Senate Committee Advances Bill to Reauthorize Workforce and Adult Education Programs
By Neil Ridley
In a spirit of bipartisan cooperation, the Senate Health, Education, Labor, and Pensions (HELP) Committee voted overwhelmingly on July 31 to advance a Workforce Investment Act (WIA) reauthorization bill (S. 1356). The Senate action is the first significant push to reauthorize WIA since House passage of a reauthorization bill (H.R. 803) in March.
Every year, federal workforce and adult education programs, including those authorized by WIA, help millions of Americans find jobs, prepare for work and build skills required for emerging employment opportunities. While the House bill combines dozens of programs into a block grant, the Senate bill takes a starkly different approach to reauthorization. S. 1356 connects a range of workforce, education and training programs by requiring comprehensive planning at the state and local levels, adopting a shared approach to performance measurement and removing long-standing barriers to eligibility determination for certain programs. The Senate bill also authorizes Workforce Innovation Funds that are expected to identify promising service strategies for adults and youth.
The HELP Committee bill takes steps to meet the diverse needs of individuals who must improve their basic skills and who may need additional support to complete education and training and enter the workforce. S. 1356 not only requires state and local plans to address various barriers to employment in the abstract, but also ensures that appropriate services are offered and puts a clear priority on serving those with the greatest needs. A new performance accountability section requires reporting of performance outcomes by race, ethnicity, gender, age and barrier to employment.
The legislation makes concrete changes that enrich the mix of workforce and adult education services. Title II-a section of the bill which authorizes national and state-administered workforce programs-provides more flexible training options for adults and dislocated workers and allows for transitional jobs strategies that are suited for disadvantaged jobseekers. Title II also ensures that a greater number of out-of-school youth, including those who have dropped out of high school, have opportunities to earn secondary and postsecondary credentials and secure employment. Title III-the Adult Education and Family Literacy Act-formally recognizes adult education as one of the first steps on a path leading to a recognized postsecondary credential. It promotes increased transitions to postsecondary education by supporting the use of integrated education and training instructional models and creating a stronger role for states in developing postsecondary and employment pathways for lower-skilled learners.
S. 1356 is a step forward, compared to current law, but there is still room for improvement. Title II would allow unlimited transferability of funds between adult and dislocated worker programs-a step that could undercut services for unemployed workers and low-income adults.

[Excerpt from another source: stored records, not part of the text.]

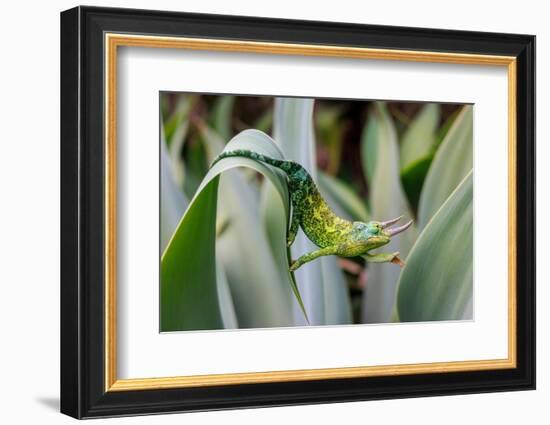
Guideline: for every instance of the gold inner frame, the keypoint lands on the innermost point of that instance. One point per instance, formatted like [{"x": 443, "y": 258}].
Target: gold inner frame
[{"x": 113, "y": 41}]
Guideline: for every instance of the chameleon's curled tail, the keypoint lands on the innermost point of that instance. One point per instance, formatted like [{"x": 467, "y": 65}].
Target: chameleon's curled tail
[{"x": 286, "y": 166}]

As the Senate moves forward with reauthorization, additional safeguards should be put in place to ensure that adults with diverse needs for assistance have access to services in every local area. For example, local areas seeking to transfer all or nearly all of the funding from one program to another should provide a written justification and make it available for public comment. In addition, the U.S. Department of Labor should review implementation and participant outcomes following enactment.

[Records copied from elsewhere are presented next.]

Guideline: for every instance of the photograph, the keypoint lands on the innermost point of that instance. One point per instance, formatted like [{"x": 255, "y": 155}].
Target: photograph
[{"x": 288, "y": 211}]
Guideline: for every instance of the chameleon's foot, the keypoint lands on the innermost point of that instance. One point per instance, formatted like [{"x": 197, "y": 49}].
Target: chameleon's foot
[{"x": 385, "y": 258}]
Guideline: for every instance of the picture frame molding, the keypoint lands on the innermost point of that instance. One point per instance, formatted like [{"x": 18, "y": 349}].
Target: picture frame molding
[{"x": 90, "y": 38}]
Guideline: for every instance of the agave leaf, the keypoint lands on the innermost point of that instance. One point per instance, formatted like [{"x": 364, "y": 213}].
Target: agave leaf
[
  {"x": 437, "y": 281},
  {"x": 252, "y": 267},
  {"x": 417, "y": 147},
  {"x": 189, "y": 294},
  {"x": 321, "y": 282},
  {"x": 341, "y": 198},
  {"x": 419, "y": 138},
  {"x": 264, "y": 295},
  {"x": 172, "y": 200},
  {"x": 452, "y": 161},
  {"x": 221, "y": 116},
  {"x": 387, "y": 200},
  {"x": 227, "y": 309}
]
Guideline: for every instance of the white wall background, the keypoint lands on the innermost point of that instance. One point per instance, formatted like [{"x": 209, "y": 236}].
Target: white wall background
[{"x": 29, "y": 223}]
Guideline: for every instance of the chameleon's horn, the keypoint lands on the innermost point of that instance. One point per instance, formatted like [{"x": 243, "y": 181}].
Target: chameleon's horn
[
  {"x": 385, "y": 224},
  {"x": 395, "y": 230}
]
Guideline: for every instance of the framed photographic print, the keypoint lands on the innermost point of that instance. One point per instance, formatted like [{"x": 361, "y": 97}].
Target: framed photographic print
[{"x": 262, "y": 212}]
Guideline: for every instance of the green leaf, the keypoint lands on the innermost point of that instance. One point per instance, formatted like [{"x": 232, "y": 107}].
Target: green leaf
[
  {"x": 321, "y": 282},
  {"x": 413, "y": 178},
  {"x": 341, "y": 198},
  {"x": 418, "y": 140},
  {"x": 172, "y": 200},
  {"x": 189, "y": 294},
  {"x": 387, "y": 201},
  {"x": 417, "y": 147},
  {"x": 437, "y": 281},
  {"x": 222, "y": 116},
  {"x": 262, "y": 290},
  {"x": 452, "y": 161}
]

Now that the bill has cleared the committee, it may head to the Senate floor before the end of the year. Congress must attend to pressing business, notably funding for government agencies for FY 2014, after the August recess. Committee members present at the mark-up session indicated they would offer a number of amendments if the WIA bill is taken up by the full Senate. Although the HELP committee vote boosts the chances for reauthorization, the path forward is still murky.